Issues with the road were first raised by him in a letter to council in March of 2003, and a story appeared in the Gippsland Times in April of that year.

“We have been fighting for this for years and I may as well talk to that wall because they do not listen,” he said.

The road services five other roads which include Luckmans, Springs, Locks and Back Wombat roads, all of which have either been sealed or partially sealed.

“How can council have a budget surplus of $14.5 million but not have enough money to seal the road?” Mr Maskrey questioned.

Wellington Shire Council Mayor Ian Bye said roads such as Warrigal-Toms Creek did not get enough traffic to be sealed by council.

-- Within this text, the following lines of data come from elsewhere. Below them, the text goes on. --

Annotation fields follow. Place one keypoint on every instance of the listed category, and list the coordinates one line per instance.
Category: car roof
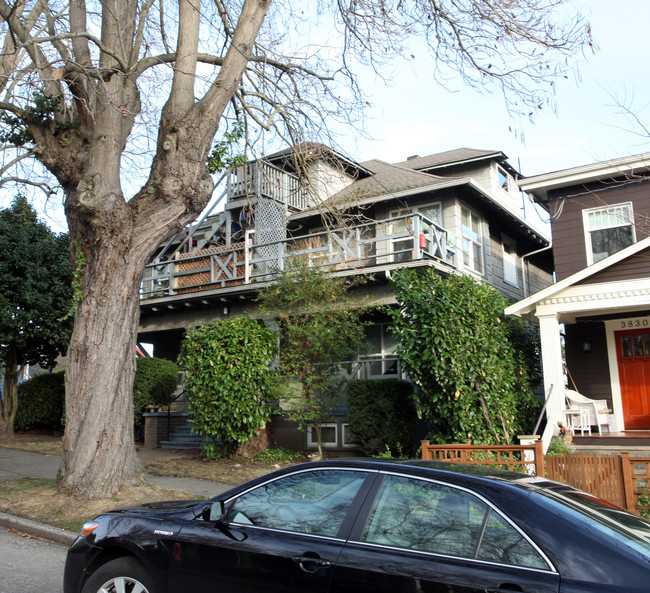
(454, 472)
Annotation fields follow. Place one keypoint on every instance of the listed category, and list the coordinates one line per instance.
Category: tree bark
(9, 399)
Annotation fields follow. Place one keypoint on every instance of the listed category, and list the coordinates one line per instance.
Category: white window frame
(346, 439)
(471, 266)
(627, 219)
(312, 439)
(510, 261)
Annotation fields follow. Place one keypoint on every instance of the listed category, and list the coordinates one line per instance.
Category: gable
(634, 267)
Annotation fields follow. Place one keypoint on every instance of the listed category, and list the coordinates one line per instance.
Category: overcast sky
(415, 116)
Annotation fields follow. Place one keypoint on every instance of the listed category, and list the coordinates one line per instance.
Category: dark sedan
(369, 526)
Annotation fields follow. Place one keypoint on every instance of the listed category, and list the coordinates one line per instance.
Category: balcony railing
(260, 179)
(396, 240)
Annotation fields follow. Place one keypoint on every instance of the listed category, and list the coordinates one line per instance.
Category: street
(29, 565)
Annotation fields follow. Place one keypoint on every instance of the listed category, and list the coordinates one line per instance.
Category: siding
(566, 208)
(637, 266)
(589, 370)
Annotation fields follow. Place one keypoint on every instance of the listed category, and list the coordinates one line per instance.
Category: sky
(415, 116)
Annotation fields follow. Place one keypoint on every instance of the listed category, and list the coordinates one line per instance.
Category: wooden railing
(619, 479)
(526, 458)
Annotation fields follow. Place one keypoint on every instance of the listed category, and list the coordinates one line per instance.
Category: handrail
(360, 246)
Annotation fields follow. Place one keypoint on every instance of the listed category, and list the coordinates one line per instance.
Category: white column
(553, 371)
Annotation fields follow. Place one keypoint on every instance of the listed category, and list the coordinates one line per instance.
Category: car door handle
(504, 588)
(311, 563)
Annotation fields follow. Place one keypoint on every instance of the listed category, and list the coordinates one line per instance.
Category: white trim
(589, 251)
(540, 185)
(528, 305)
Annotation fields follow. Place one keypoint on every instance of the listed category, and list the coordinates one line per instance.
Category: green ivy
(455, 345)
(154, 384)
(382, 416)
(228, 379)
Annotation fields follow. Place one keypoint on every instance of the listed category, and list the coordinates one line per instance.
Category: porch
(196, 266)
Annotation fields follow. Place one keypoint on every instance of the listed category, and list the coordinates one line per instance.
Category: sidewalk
(15, 464)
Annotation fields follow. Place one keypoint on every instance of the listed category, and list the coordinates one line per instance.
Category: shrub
(41, 402)
(382, 416)
(154, 384)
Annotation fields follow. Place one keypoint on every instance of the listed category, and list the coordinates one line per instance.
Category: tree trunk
(98, 446)
(9, 399)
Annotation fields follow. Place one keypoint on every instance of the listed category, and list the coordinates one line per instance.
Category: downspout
(524, 264)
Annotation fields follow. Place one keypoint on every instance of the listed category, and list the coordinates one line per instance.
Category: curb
(30, 527)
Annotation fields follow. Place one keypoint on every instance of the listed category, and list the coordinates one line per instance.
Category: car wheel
(123, 575)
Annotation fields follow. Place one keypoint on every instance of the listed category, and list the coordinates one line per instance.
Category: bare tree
(81, 79)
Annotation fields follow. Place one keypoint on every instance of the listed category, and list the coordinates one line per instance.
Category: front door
(633, 355)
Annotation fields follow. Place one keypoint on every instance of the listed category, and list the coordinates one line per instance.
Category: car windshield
(607, 518)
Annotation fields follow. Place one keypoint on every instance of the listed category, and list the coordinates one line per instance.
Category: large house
(460, 212)
(598, 312)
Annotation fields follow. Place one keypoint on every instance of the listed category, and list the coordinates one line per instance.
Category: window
(382, 358)
(510, 274)
(402, 248)
(472, 241)
(608, 230)
(431, 517)
(504, 178)
(313, 502)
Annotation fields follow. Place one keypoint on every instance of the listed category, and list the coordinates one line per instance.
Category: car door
(283, 535)
(428, 537)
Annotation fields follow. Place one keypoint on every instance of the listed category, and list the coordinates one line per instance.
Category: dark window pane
(638, 345)
(605, 242)
(626, 345)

“While many residents would understandably like their road to be sealed, any work like that has to take into account a range of factors, such as traffic volumes,” Cr Bye said.

“Warrigal-Toms Creek Rd has relatively low usage, and council therefore has no plan to seal it.”

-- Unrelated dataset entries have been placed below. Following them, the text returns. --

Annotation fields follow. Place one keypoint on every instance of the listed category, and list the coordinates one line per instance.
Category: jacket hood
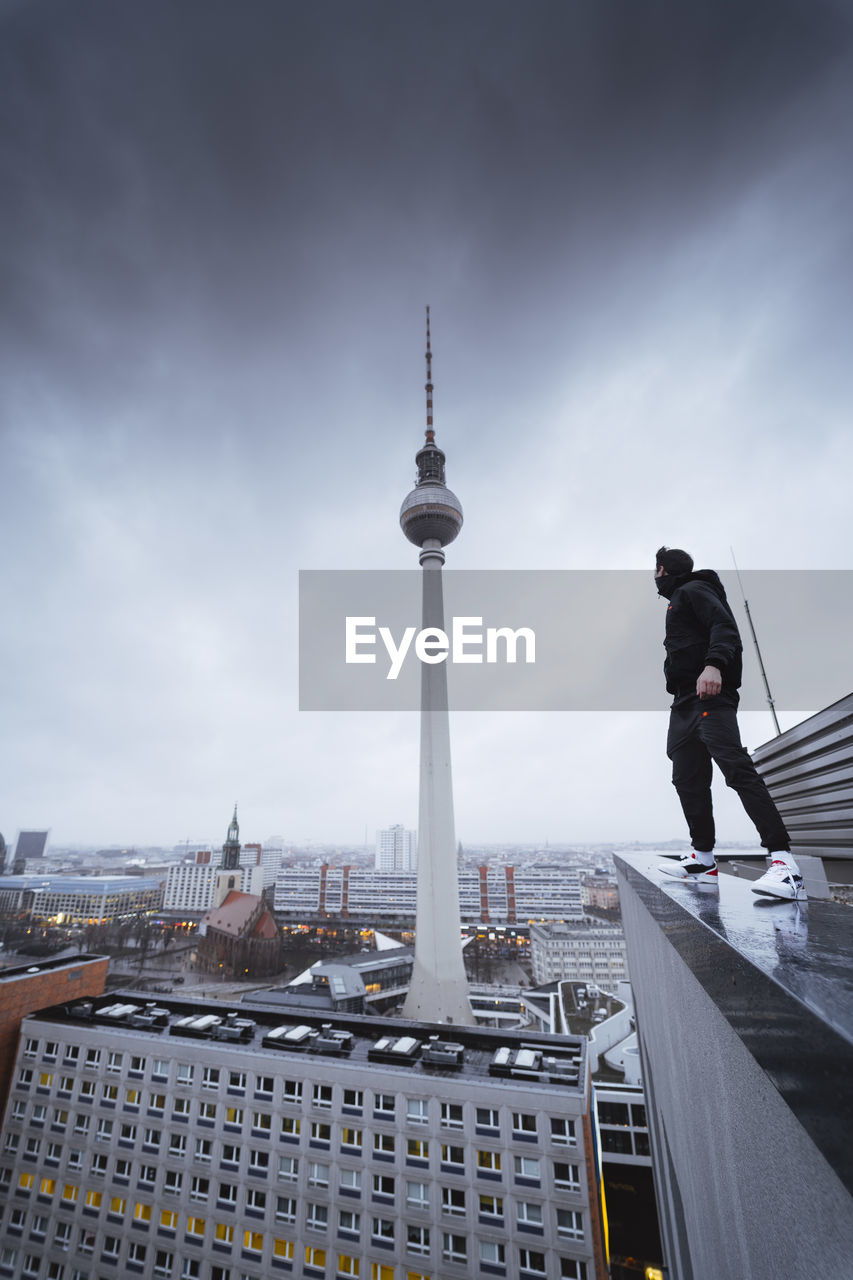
(670, 583)
(711, 577)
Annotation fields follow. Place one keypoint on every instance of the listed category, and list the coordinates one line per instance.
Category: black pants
(705, 731)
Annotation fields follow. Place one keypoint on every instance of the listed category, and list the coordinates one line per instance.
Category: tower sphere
(430, 511)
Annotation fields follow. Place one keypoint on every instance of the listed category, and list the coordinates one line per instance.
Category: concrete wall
(746, 1193)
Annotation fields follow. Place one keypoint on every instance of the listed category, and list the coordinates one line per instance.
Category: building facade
(585, 952)
(396, 850)
(500, 895)
(187, 1144)
(80, 899)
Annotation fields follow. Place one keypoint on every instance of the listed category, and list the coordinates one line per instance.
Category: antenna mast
(429, 384)
(755, 640)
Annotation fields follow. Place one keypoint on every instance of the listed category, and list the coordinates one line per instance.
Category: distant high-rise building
(430, 517)
(396, 850)
(28, 848)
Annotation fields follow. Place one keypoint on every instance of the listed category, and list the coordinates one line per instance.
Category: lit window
(454, 1247)
(451, 1115)
(487, 1118)
(418, 1194)
(454, 1201)
(488, 1160)
(525, 1166)
(570, 1224)
(416, 1110)
(491, 1206)
(524, 1124)
(416, 1239)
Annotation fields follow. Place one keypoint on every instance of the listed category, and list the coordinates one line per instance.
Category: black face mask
(669, 583)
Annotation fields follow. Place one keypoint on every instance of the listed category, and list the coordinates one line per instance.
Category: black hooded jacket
(701, 631)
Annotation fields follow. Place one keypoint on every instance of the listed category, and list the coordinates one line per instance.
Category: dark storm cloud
(203, 161)
(220, 222)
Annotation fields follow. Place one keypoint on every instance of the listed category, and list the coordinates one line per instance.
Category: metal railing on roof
(808, 771)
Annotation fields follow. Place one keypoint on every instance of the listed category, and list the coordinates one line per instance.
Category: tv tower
(430, 517)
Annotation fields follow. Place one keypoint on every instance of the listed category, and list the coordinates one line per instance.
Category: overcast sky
(220, 225)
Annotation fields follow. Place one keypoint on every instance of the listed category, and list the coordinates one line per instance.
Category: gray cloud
(220, 225)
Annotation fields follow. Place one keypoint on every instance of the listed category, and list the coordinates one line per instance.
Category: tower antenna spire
(755, 640)
(430, 434)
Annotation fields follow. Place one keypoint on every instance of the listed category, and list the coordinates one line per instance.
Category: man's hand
(710, 682)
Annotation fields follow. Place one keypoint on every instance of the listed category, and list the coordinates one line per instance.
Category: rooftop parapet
(746, 1019)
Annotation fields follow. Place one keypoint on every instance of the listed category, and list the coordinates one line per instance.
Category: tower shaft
(438, 990)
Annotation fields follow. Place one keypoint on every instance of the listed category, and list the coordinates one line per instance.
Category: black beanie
(674, 561)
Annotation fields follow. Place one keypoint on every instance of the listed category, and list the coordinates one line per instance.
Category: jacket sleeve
(724, 638)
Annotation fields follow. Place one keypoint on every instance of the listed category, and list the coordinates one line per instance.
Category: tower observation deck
(430, 517)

Residents and the Gippsland Times have asked to see the road counter numbers, but council did not respond to these requests.

“They did their counting in the middle of the week – they should see how many cars come up this road over the holiday period,” Mr Maskrey said.

Property owners along Warrigal-Toms Creek Rd are now seeing damage to the road which they say is making it almost impassable, especially for quarry trucks that regularly use the road.

“I watched one of the quarry trucks go through it and he nearly didn’t make it,” Mr Maskrey said.

It is unclear what caused a portion of the road to collapse by almost half a metre, but Cr Bye said it was commonplace after storms.

“Unfortunately, in the last six months we have been hit by several major weather events which caused flooding, landslips and significant damage across our road network,” Cr Bye said.

“Council is continuing to work through a long list of roads requiring work to be done as a result of heavy rainfall, and there are other roads which need repairing before Warrigal-Toms Creek Rd.”

Residents on Warrigal-Toms Creek Rd have looked to residents in Coongulla who entered
into a special charge scheme with council to get their road sealed.

A special charge scheme is a contributory scheme where residents put in their own money towards sealing and road improvements, with council making up the remainder.

The residents on Warrigal-Toms Creek Rd reluctantly approached council with this proposal, but it was rejected.

“There is no provision within the Residential Road and Street Construction plan for rural roads and as such, a special charge scheme for Warrigal-Toms Creek Rd is not able to be
considered,” a council spokesperson said in a response to Mr Day.

These residents do not have a bin service provided by council, there is no library in Newry and no pool close by that they can use, like many residents within Wellington Shire.

“We pay our rates and all we get is a road and council will not even spend the money to fix it,” Mr Maskrey said.

“We worked out with all of the rates that people pay on this road, it would be enough
to seal and improve the road.”

The residents say they are beginning to be cut off from other communities.